Voici, dans la nouvelle Écroulement, le souvenir qui monte au cœur de la vieille femme vaincue et lui redonne un nouvel et fol espoir :
« Septembre. Le pays de chez nous — il est loin, ce pays-là, je ne vais plus le revoir —commence à se dépouiller. Là où il y avait des pommes de terre, s'étend à présent une terre d'un brun rougeâtre où s'allument des feux, qui pétillent et embaument. Nous y jetons des pommes de terre, ces petites pommes de terre roses que les hommes ont laissées pour nous, garçons et filles en tabliers noirs et pieds nus; nous mangeons cette chair vaporeuse, toute chaude entre les grosses croûtes noires. »
Si dans ses récits et dans son théâtre, Hugo Claus dénonce les mensonges, les faux-semblants, l'instabilité, la sottise de notre époque et aussi ces drames de toujours que sont la solitude, la vieillesse ou la mort, il le fait, me semble-t-il, en sauvant, tant pour ses héros que pour ses lecteurs (et nous lui en sommes reconnaissants), ce petit coin de rêve qui permet de vivre — ou de survivre.
Dans ses poèmes, Hugo Claus est sans pitié : en un langage dur, tendu, heurté, mais où chante comme un long regret, il mène jusqu'au bout sa quête de vérité, il crie sa colère devant les mystifications du passé et son désarroi devant un présent arraché à ses absolus.
Hugo Claus sent et exprime son temps, notre temps ; il tire ses images d'un certain lieu, sa terre d'origine qui, retrouvée après de longs et lointains voyages, s'est emparée de lui très profondément.
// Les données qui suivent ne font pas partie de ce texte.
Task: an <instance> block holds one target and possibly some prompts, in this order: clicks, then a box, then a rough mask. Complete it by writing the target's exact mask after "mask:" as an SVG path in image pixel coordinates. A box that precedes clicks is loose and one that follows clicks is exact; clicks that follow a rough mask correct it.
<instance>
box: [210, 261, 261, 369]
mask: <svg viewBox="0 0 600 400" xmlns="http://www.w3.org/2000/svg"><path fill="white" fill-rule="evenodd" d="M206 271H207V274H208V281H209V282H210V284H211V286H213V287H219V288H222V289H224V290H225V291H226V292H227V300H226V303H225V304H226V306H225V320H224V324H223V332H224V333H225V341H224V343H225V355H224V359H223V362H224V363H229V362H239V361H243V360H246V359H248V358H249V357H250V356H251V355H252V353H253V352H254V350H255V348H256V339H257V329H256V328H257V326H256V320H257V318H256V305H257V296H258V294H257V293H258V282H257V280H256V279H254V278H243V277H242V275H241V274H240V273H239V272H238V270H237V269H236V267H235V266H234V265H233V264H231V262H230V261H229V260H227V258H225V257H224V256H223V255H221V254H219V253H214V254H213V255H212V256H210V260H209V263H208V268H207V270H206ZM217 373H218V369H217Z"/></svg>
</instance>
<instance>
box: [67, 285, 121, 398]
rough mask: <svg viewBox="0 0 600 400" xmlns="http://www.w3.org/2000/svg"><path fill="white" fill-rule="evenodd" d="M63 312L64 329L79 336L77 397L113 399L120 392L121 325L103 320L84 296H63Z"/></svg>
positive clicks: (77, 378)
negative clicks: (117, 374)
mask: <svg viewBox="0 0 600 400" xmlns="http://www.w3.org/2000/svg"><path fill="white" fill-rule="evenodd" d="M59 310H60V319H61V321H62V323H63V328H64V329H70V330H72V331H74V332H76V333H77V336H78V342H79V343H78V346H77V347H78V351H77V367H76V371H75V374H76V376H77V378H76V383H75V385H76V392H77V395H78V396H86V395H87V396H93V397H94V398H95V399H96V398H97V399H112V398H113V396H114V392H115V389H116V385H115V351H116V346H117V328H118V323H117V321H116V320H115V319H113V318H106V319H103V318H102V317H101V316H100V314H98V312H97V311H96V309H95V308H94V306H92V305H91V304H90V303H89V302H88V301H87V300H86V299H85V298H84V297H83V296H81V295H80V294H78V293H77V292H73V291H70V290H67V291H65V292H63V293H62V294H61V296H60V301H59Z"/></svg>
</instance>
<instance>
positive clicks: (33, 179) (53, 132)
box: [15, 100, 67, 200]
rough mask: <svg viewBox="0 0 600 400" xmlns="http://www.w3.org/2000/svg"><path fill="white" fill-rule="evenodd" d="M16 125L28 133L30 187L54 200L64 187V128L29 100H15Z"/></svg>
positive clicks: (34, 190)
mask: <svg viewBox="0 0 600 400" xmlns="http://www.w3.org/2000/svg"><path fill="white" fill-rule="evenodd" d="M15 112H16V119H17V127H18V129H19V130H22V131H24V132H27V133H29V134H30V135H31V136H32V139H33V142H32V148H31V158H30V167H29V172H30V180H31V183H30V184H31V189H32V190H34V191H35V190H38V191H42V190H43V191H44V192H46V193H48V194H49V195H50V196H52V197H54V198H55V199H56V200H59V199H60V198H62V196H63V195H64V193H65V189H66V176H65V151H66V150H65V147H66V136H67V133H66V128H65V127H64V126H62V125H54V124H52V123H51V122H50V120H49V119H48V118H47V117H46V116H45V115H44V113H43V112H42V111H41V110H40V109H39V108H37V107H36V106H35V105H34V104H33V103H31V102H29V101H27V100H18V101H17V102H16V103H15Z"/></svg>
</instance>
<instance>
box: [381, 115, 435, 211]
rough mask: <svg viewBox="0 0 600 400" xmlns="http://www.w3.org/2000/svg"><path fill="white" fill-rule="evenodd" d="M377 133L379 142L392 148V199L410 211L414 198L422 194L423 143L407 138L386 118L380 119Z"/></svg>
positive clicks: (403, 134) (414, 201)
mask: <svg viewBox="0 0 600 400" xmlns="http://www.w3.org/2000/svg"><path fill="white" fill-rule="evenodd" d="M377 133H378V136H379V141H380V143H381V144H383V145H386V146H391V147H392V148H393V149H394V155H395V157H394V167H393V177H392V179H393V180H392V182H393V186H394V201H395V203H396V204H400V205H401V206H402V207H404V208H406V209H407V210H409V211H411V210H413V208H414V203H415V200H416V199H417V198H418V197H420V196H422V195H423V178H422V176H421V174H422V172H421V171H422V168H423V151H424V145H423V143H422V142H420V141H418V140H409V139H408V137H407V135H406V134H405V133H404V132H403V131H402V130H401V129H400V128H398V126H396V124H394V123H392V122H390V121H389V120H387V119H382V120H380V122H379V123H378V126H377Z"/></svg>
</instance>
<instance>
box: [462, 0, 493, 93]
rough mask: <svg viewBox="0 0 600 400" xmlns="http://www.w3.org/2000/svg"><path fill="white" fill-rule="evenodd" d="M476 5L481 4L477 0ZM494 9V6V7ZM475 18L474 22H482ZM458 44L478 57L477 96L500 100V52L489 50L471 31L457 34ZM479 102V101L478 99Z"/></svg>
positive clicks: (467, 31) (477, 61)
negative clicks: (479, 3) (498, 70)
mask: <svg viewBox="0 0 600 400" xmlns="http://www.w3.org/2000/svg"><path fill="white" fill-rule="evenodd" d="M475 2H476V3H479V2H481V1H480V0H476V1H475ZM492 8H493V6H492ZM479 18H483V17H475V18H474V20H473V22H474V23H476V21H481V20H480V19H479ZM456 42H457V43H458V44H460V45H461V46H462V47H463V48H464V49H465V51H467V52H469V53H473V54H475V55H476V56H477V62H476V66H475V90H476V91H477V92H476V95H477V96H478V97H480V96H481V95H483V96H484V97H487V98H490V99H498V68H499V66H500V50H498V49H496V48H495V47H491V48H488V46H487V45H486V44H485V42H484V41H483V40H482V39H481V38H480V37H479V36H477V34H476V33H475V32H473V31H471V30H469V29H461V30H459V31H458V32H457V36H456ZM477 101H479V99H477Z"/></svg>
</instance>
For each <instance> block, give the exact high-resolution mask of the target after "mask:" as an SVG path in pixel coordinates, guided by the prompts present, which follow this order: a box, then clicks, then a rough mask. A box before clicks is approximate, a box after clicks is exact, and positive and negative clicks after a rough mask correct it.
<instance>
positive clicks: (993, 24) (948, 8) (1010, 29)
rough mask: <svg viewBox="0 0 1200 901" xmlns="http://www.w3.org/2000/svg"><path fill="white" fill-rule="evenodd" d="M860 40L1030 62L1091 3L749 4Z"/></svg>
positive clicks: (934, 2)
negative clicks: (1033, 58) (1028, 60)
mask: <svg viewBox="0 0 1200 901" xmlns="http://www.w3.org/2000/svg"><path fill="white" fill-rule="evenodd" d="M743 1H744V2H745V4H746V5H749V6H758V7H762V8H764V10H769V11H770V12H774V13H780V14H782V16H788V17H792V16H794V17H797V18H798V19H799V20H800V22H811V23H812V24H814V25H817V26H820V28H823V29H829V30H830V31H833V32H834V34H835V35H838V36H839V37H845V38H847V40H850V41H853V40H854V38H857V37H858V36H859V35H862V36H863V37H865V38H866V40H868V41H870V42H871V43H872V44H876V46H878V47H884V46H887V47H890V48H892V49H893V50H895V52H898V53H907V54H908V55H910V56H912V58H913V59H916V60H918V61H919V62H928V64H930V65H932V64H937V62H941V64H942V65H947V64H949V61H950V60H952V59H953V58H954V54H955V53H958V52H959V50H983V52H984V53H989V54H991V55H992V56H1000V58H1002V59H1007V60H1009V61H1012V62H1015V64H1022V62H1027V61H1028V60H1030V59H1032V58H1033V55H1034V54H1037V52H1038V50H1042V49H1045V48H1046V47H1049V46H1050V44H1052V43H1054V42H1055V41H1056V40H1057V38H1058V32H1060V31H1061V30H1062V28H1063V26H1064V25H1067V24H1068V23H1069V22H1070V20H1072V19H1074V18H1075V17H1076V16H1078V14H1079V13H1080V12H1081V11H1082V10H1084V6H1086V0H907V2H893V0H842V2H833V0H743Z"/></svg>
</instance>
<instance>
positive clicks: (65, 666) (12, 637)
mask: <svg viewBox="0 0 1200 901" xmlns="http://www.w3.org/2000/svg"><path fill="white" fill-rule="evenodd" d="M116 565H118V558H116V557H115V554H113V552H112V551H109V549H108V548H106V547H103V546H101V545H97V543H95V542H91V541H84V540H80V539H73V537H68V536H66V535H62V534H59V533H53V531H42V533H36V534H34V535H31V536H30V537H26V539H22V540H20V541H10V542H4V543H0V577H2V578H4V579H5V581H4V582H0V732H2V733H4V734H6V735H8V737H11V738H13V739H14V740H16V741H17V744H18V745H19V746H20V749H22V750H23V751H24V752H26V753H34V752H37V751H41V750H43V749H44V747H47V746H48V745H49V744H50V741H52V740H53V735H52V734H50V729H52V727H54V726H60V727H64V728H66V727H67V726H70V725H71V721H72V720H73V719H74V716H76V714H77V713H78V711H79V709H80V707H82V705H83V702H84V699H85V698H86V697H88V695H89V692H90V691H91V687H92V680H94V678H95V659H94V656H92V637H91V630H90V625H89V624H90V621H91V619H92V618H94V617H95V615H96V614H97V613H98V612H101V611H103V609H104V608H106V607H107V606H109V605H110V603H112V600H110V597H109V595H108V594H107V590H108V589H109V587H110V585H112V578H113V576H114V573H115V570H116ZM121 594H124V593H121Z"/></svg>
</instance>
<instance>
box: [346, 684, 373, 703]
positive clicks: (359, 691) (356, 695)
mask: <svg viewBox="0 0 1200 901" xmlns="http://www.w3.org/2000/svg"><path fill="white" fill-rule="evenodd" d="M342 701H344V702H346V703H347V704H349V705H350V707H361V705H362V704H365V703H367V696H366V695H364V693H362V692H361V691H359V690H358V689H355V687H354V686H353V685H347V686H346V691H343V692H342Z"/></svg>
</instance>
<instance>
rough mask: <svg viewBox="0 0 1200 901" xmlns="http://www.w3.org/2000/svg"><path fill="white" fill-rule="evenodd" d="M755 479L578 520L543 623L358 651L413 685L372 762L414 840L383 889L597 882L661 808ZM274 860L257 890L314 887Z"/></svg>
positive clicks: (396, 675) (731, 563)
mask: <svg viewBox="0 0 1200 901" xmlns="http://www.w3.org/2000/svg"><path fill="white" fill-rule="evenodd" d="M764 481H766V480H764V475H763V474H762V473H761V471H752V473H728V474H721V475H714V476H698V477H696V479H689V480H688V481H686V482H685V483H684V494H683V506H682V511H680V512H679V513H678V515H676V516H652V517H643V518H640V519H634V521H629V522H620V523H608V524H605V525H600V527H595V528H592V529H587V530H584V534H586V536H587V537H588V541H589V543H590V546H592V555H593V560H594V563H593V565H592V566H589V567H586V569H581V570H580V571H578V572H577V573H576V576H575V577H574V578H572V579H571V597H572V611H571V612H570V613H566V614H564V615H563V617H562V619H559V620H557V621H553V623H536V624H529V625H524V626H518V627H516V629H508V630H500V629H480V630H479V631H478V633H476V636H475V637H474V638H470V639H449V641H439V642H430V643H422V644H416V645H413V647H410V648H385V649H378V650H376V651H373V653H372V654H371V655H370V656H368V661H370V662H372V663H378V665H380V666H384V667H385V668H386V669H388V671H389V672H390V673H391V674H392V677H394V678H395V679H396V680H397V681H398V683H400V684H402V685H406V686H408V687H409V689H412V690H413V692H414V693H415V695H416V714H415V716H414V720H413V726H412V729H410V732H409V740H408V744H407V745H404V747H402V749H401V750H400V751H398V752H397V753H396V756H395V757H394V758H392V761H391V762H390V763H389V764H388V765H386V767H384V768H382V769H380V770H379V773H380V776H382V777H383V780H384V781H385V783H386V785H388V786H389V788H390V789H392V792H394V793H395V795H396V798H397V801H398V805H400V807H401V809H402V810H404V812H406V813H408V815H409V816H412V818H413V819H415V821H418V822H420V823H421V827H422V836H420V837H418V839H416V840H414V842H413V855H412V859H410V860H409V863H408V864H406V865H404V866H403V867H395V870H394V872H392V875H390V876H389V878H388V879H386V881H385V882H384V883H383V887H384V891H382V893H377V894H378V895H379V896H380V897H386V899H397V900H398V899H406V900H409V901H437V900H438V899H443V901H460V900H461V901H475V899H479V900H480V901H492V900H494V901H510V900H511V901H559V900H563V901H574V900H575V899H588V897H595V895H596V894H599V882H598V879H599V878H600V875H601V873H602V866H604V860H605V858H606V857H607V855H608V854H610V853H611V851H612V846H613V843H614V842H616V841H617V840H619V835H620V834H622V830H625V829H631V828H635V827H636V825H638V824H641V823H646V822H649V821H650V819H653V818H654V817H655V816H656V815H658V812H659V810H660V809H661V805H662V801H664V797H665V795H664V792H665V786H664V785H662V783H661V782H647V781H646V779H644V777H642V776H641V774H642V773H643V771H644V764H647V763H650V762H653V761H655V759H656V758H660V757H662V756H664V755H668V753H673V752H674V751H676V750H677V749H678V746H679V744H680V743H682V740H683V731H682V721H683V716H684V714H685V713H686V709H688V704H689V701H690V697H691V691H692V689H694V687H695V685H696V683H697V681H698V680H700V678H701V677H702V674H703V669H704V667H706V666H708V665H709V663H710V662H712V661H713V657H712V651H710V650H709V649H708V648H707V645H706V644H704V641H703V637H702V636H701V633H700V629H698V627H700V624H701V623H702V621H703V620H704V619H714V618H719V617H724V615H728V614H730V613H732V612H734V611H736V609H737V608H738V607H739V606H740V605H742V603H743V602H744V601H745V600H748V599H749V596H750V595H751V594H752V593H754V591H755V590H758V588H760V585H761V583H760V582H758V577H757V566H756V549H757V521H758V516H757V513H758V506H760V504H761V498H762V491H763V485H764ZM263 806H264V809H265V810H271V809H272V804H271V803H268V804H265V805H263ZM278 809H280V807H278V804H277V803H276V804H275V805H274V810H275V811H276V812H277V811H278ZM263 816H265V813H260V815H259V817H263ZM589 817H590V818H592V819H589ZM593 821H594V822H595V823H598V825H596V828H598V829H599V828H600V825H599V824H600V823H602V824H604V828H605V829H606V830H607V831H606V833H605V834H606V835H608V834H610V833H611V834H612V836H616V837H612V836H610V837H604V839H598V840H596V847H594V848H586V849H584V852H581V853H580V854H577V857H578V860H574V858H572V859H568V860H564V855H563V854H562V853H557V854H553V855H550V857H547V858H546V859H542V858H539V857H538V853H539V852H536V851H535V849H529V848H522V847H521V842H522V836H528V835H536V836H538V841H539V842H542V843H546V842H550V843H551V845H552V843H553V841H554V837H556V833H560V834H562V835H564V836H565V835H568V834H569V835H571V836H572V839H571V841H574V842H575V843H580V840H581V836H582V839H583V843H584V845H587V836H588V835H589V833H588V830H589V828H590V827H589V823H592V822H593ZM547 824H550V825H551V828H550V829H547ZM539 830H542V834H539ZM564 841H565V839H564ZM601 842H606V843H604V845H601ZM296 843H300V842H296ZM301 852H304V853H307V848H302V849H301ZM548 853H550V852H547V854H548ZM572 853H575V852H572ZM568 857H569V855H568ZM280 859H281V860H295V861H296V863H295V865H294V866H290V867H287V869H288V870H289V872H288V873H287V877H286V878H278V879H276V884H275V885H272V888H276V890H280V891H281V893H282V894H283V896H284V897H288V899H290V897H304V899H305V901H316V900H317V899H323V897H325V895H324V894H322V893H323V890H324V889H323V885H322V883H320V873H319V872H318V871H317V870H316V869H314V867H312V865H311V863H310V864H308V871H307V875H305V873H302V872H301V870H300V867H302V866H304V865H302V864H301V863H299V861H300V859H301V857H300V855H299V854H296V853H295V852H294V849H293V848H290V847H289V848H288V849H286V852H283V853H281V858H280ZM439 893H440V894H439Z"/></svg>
Cette terre, c'est aussi la nôtre, le pays que traverse et détermine l'Escaut ou, mieux, Schelde ; mot dont toute voyelle colorée est absente, mot qui évoque le lent écoulement de l'eau sombre, la plaine qu'il inonde souvent et embue toujours, le ciel gris qui le reflète et le prolonge ; le ciel bleu, les signes de couleur y sont rares et toujours fugitifs, ils passent, comme le temps, comme les instants de bonheur...
Voici comment sont évoqués, dans un poème, cette fois, les souvenirs des feux de fanes de pommes de terre qui, dans la nouvelle Écroulement, faisaient rêver la vieille femme :
La voix s'épuise dans uti monde empoisonné.
Ecoutez-la tinter, l'âme fendue.
(Vous en souvient-il des pommes de terre cuites dans les fanes, au champ,
et nous, qui dansions, pieds nus, et, le soir, nous hâtions vers la maison ?
Car ce temps-là connaissait encpre les veillées douces,
qu'une mère nourrissait de pain noir et de récits.)
Cette voix-là, nous ne pourrons plus l'entendre :
elle s'est empêtrée dans les fanes
et voici que toute la plaine se gonfle de moisissure.
(Vous en souvient-il des trains qui secouaient nos lits, vous en souvient-il ?)
J'extirpe les jours,
j'arrache les mots,
un à un,
mais je trébuche,
et je n'atteins plus les rives de ce pays d'enfance (3).
Le pays de mon enfance à moi, Hugo Claus vient de me le rendre. Pour moi aussi, la lumière douce et pure de septembre, la noble odeur des feux et l'ombre d'une grand-mère impatiente qui fouillait les cendres de son bâton, sont signe de paradis (paradis perdu ou, peut-être, annoncé?)
De cette enfance du monde, nous avons gardé l'insatiable nostalgie que, pour nous bercer, les poètes chantent.
(Août 1965). Marie DENIS.
(I) Du recueil de nouvelles : De Zwarte Keizer.
(2) Du recueil de nouvelles : De Zwarte Keizer.
(3) D'après le poème Spreken, dans le recueil Een geverfde ruiter.